While the first version of Easymap only reported EMS-type mutations, the user can now specify if other type of SNPs or small InDels should be reported as candidates. This function allows these variants to be identified with the pre-existing linkage-analysis workflow, the newly implemented variant density mapping, QTL-seq mapping, and the variant analyzer workflows.

Flexibility of control samples

Easymap v.2 supports VCF files as control samples for all mapping analyses that do not require the computation of allele frequencies of the control sample variants. The use of VCF files instead of FASTQ files enables the use of a customized control sample consisting of a compilation of variants pooled from samples of different genotypes, as long as they are not linked to the phenotype of interest. This type of control sample is useful when working with strains with a high number of polymorphisms with the reference strain. The use of VCF files as control files also saves time for mapping analyses, since Easymap v.2 skips the time-consuming alignment and variant-calling steps for the control sample. Some mapping workflows implemented in Easymap v.2 can also be executed without a control sample. While this approach is highly unadvisable for most mapping scenarios, it can be useful for previsualizing data in the absence of a control sample.

Multi-threading

Easymap v.2 allows the user to set the number of dedicated central processing unit (CPU) threads for each analysis. This option is particularly useful when working with large genomes or large read files, as the analysis rate is proportional to the number of threads used during the steps that are compatible with multi-threading.

Preprocessing of reads

Preprocessing of NGS reads is a common step prior to any data analysis using FASTQ files. We incorporated the FASTQ preprocessing tool fastp (Chen et al., 2018) into Easymap v.2 as an optional step for every workflow, since it is fast, and easy to automate and implement within a bioinformatics pipeline. In Easymap v.2, fastp functions in its default configuration to perform automated quality filtering, adapter trimming, and read pruning, and can be enabled or disabled using a switch in the web interface prior to analysis.

Discussion

The increased availability and sharp decline in the cost of NGS technologies during the last decade has opened the door for researchers to use NGS on a semi-routine basis (Sarin et al., 2008; James et al., 2013; Candela et al., 2015). However, manipulating NGS reads is a complex and time-consuming endeavor. Many tools and platforms have been developed for this purpose, but most are meant for bioinformaticians, as they require the user to combine multiple unrelated tools in order to perform a complete analysis. Specifically, for mutation mapping, few tools implement workflows that use raw reads to generate a list of candidate mutations in a user-friendly manner, and most of these tools lack versatility. The first version of Easymap was designed to ease mutation mapping by linkage analysis and to map large DNA insertions, making it quite useful for identifying transgenes and characterizing insertional lines of any type (Lup et al., 2021).
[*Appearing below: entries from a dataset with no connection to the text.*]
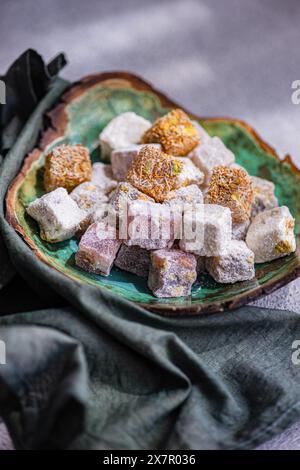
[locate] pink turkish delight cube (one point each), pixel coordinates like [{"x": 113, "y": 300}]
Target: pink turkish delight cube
[
  {"x": 133, "y": 259},
  {"x": 98, "y": 249},
  {"x": 172, "y": 273},
  {"x": 152, "y": 226}
]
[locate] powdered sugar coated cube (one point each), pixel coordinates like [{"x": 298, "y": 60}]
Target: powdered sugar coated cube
[
  {"x": 271, "y": 234},
  {"x": 235, "y": 265},
  {"x": 172, "y": 273},
  {"x": 58, "y": 216}
]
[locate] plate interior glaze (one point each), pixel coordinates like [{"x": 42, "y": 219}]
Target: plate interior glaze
[{"x": 80, "y": 116}]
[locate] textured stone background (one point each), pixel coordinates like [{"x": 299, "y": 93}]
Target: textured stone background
[{"x": 235, "y": 57}]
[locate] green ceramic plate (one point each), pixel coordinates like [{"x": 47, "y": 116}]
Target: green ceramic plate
[{"x": 80, "y": 116}]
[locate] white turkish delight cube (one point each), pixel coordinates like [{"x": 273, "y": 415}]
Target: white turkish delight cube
[
  {"x": 207, "y": 230},
  {"x": 133, "y": 259},
  {"x": 121, "y": 160},
  {"x": 191, "y": 194},
  {"x": 172, "y": 273},
  {"x": 89, "y": 196},
  {"x": 189, "y": 173},
  {"x": 102, "y": 177},
  {"x": 271, "y": 234},
  {"x": 121, "y": 132},
  {"x": 204, "y": 136},
  {"x": 264, "y": 197},
  {"x": 58, "y": 215},
  {"x": 98, "y": 249},
  {"x": 206, "y": 156},
  {"x": 236, "y": 265},
  {"x": 152, "y": 226},
  {"x": 239, "y": 229}
]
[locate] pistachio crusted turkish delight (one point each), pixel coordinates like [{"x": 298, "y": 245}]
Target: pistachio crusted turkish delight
[
  {"x": 58, "y": 216},
  {"x": 264, "y": 197},
  {"x": 175, "y": 132},
  {"x": 121, "y": 160},
  {"x": 209, "y": 154},
  {"x": 232, "y": 188},
  {"x": 156, "y": 174},
  {"x": 172, "y": 273},
  {"x": 66, "y": 166},
  {"x": 172, "y": 203},
  {"x": 271, "y": 234}
]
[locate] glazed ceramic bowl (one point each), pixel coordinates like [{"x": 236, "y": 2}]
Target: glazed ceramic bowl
[{"x": 83, "y": 112}]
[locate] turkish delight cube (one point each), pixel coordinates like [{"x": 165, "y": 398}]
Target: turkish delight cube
[
  {"x": 175, "y": 132},
  {"x": 121, "y": 132},
  {"x": 102, "y": 176},
  {"x": 271, "y": 234},
  {"x": 264, "y": 197},
  {"x": 66, "y": 166},
  {"x": 172, "y": 273},
  {"x": 203, "y": 135},
  {"x": 156, "y": 174},
  {"x": 134, "y": 259},
  {"x": 189, "y": 173},
  {"x": 231, "y": 187},
  {"x": 121, "y": 160},
  {"x": 209, "y": 154},
  {"x": 186, "y": 195},
  {"x": 200, "y": 264},
  {"x": 98, "y": 249},
  {"x": 240, "y": 229},
  {"x": 236, "y": 265},
  {"x": 124, "y": 194},
  {"x": 88, "y": 196},
  {"x": 152, "y": 226},
  {"x": 58, "y": 216},
  {"x": 206, "y": 230}
]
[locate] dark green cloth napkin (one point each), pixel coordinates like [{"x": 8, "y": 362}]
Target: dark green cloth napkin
[{"x": 102, "y": 373}]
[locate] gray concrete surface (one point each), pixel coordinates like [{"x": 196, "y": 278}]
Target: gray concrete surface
[{"x": 215, "y": 57}]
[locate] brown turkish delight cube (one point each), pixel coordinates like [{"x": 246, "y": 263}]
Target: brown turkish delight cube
[
  {"x": 66, "y": 166},
  {"x": 232, "y": 188},
  {"x": 121, "y": 160},
  {"x": 175, "y": 132},
  {"x": 98, "y": 249},
  {"x": 172, "y": 273},
  {"x": 134, "y": 259},
  {"x": 156, "y": 174}
]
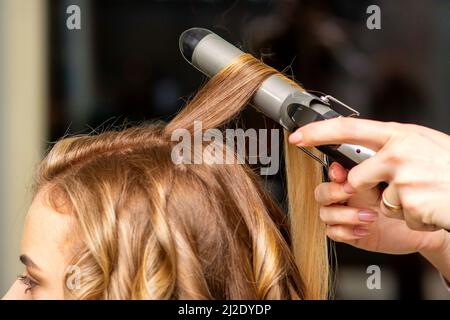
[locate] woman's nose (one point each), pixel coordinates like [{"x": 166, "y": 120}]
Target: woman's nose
[{"x": 17, "y": 292}]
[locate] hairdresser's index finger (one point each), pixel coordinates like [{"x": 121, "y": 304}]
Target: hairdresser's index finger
[{"x": 368, "y": 133}]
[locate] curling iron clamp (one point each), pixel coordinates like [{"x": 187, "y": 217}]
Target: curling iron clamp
[{"x": 276, "y": 98}]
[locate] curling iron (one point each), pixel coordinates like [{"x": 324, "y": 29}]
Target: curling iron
[{"x": 276, "y": 98}]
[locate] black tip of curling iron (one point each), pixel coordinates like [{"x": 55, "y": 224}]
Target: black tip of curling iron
[{"x": 189, "y": 40}]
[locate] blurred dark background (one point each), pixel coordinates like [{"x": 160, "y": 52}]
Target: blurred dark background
[{"x": 124, "y": 65}]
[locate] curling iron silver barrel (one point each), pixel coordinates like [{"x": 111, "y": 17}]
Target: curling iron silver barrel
[{"x": 276, "y": 98}]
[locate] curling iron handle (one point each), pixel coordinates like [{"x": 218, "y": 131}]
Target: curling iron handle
[{"x": 348, "y": 155}]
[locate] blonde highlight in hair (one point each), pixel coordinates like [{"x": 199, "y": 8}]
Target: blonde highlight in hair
[{"x": 147, "y": 228}]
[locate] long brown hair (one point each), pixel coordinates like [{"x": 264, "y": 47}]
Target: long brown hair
[{"x": 147, "y": 228}]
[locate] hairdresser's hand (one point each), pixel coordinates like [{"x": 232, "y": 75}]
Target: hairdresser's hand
[
  {"x": 356, "y": 219},
  {"x": 414, "y": 160}
]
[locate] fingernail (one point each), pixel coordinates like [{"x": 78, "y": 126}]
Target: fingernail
[
  {"x": 348, "y": 188},
  {"x": 360, "y": 232},
  {"x": 367, "y": 216},
  {"x": 296, "y": 137},
  {"x": 332, "y": 174}
]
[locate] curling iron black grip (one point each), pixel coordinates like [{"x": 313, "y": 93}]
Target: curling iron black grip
[{"x": 337, "y": 156}]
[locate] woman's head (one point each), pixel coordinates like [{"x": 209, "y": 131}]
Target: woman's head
[{"x": 115, "y": 218}]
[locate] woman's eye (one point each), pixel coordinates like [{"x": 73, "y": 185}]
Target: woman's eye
[{"x": 28, "y": 282}]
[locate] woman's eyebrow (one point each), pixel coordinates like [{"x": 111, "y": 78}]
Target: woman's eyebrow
[{"x": 28, "y": 262}]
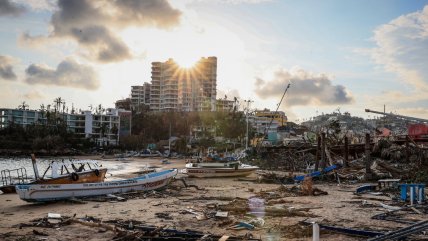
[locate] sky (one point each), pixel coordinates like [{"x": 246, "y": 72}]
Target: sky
[{"x": 337, "y": 55}]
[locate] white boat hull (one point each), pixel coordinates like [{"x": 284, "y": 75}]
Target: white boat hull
[
  {"x": 42, "y": 193},
  {"x": 209, "y": 170}
]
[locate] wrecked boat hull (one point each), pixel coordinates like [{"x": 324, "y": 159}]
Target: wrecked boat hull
[
  {"x": 199, "y": 170},
  {"x": 49, "y": 192}
]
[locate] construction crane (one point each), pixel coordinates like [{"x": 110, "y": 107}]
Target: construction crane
[{"x": 398, "y": 116}]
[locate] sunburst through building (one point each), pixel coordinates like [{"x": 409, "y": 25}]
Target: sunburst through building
[{"x": 177, "y": 88}]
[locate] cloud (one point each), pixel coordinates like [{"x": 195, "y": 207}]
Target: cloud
[
  {"x": 68, "y": 73},
  {"x": 34, "y": 94},
  {"x": 402, "y": 48},
  {"x": 8, "y": 8},
  {"x": 6, "y": 68},
  {"x": 93, "y": 24},
  {"x": 39, "y": 5},
  {"x": 148, "y": 12},
  {"x": 306, "y": 89},
  {"x": 230, "y": 94}
]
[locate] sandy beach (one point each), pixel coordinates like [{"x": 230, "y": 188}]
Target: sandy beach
[{"x": 171, "y": 207}]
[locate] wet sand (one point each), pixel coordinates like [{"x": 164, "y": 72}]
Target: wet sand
[{"x": 340, "y": 207}]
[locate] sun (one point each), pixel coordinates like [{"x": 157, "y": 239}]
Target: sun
[{"x": 185, "y": 62}]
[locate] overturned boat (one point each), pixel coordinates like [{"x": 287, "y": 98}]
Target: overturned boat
[
  {"x": 219, "y": 169},
  {"x": 61, "y": 172},
  {"x": 53, "y": 192}
]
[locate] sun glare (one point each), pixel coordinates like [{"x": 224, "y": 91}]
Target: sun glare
[{"x": 185, "y": 62}]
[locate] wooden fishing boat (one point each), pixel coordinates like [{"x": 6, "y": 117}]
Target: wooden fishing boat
[
  {"x": 61, "y": 172},
  {"x": 52, "y": 192},
  {"x": 219, "y": 169}
]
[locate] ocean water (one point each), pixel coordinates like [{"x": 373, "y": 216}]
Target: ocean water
[{"x": 114, "y": 166}]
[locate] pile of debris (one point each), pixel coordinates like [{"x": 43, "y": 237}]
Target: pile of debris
[{"x": 126, "y": 229}]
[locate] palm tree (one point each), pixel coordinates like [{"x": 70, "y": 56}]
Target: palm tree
[
  {"x": 23, "y": 106},
  {"x": 58, "y": 102}
]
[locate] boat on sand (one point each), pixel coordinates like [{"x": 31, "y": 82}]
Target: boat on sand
[
  {"x": 219, "y": 169},
  {"x": 53, "y": 192},
  {"x": 57, "y": 172}
]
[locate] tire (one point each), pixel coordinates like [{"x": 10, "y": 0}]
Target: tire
[{"x": 74, "y": 176}]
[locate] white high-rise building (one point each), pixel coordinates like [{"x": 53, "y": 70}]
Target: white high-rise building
[{"x": 174, "y": 88}]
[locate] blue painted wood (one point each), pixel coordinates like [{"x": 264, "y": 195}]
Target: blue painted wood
[{"x": 318, "y": 173}]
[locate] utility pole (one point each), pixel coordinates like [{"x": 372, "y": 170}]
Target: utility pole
[
  {"x": 246, "y": 116},
  {"x": 169, "y": 140}
]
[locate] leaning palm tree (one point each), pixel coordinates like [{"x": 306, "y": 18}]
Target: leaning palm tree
[{"x": 23, "y": 106}]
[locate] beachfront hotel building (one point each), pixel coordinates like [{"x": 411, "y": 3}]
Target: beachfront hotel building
[
  {"x": 97, "y": 126},
  {"x": 174, "y": 88}
]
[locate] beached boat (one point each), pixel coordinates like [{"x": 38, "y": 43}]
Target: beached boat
[
  {"x": 48, "y": 192},
  {"x": 219, "y": 169},
  {"x": 61, "y": 172}
]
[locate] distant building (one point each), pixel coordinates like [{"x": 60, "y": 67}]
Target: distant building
[
  {"x": 140, "y": 95},
  {"x": 224, "y": 105},
  {"x": 278, "y": 116},
  {"x": 184, "y": 89},
  {"x": 124, "y": 104},
  {"x": 103, "y": 128}
]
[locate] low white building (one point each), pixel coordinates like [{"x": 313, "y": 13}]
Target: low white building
[{"x": 103, "y": 128}]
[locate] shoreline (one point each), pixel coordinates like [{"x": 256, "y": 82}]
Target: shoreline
[{"x": 182, "y": 208}]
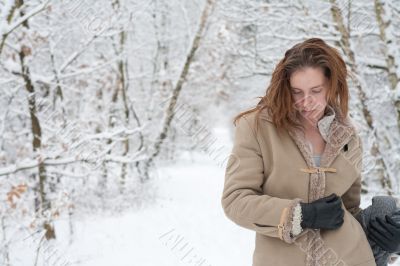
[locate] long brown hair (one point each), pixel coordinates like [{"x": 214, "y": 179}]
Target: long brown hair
[{"x": 278, "y": 100}]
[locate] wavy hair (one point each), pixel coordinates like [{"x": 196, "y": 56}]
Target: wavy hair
[{"x": 278, "y": 99}]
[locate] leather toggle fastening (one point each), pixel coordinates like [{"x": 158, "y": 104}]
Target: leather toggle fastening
[
  {"x": 280, "y": 225},
  {"x": 318, "y": 170}
]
In Easymap v.2, we implemented additional workflows for other common mapping strategies.

Mapping approaches based on studying variant density in a pool of mutants that have been recurrently backcrossed to the reference strain are often used for Caenorhabditis elegans due to its short lifespan and the difficulty in isolating and phenotyping large subsets of individuals of the same generation (Zuryn et al., 2010; Svensk et al., 2016). These approaches can also be used with large plants such as maize due to the spatial difficulty of simultaneously working with many individual plants. We demonstrated the success of our variant density mapping workflow for datasets obtained using such approaches. In some cases, the presence of large numbers of non-causal variants hinders the identification of the causal mutation. This limitation can be addressed by using control samples that combine variants from multiple sub-samples into a VCF file, an option that is supported by Easymap v.2.

For QTL-seq mapping, automated workflows such as the one implemented in Easymap v.2 can rapidly point to genomic regions exhibiting linkage disequilibrium. Since QTL-seq relies on the use of two genetic backgrounds that are highly different from each other, no control sample can be used to filter the data, as the variants of interest can be present in either of the two sequenced pools of individuals from the mapping population. Therefore, a vast number of candidate variants is commonly identified. Furthermore, the unknown molecular nature of the causal variants impedes any filtering step based on this property. In this sense, the identification of the causal gene is often disregarded in QTL-seq approaches due to the complexity of discerning between all the variants detected. Instead, narrow chromosomal regions are often defined, which can be used for the genetic improvement of crops (Fekih et al., 2013; Illa-Berenguer et al., 2015; Yang et al., 2017). Further fine-mapping experiments such as linkage analysis to molecular markers and deep-sequencing are often required to narrow down the regions of interest or to identify the causal mutations, especially when working with large genomes and very low read depths (Wang et al., 2020; Yang et al., 2021).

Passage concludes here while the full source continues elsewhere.